Come eravamo nelle famose estati degli anni ’60? Quali erano i sogni da realizzare, le canzoni da fischiettare, i costumi da indossare per essere considerati alla moda? Le fotografie ci aiutano a ricostruire quell’epoca, a capire come e quanto sono cambiati i costumi in questi decenni. In realtà, le tendenze sono cambiate molto meno di quanto pensiamo. Due esempio su tutti: il costume con gli slip a vita alta e la bandana tanto in voga sulle passerelle odierne sono figli indiscussi della moda di quegli anni.

I ’60 ci hanno insegnato ad apprezzare il gusto della scoperta, dell’avventura. Ci hanno fatto abbracciare la spensieratezza della pausa estiva e ci hanno costretto a trascorrere il resto dell’anno a desiderarla. Tutto nasce da lì: i tormentoni musicali, gli amori estivi, i tuffi dal pedalò, il twist da ballare a piedi nudi sulla spiaggia.

Cambiano gli oggetti, i panorami, le canzoni, ma l’atmosfera resta sempre quella – la leggerezza che aleggia sulla testa, la necessità di prolungare quello stato mentale all’infinito, la voglia di infilare una moneta nel jukebox per scegliere la musica.

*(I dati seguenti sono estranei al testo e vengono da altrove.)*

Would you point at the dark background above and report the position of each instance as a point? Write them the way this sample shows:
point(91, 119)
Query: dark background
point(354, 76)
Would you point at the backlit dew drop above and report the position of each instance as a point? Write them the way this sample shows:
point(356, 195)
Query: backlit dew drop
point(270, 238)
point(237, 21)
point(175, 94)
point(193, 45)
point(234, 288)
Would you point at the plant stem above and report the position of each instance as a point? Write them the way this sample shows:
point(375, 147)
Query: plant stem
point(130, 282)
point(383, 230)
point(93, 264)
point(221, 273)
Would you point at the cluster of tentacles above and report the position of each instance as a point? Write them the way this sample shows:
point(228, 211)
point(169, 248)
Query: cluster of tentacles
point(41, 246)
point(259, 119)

Il passato s’insinua continuamente nelle trame del presente e lo fa in maniera talmente spontanea che fatichiamo ad accorgercene. Lo realizziamo solo quando ci troviamo a sfogliare qualche vecchia rivista o quando ci immergiamo in un archivio fotografico vasto come quello di Marcello Geppetti. Ed è proprio in quel momento che tornano alla luce vecchi cimeli, oggetti che abbiamo dimenticato in soffitta, canzoni che ci piace ancora fischiettare. Una strana nostalgia pervade tutti: quelli che hanno vissuto da protagonisti quella stagione (e non sanno dimenticarla) e quelli che tentano – invano – di celebrarle, con tentativi più o meno riusciti.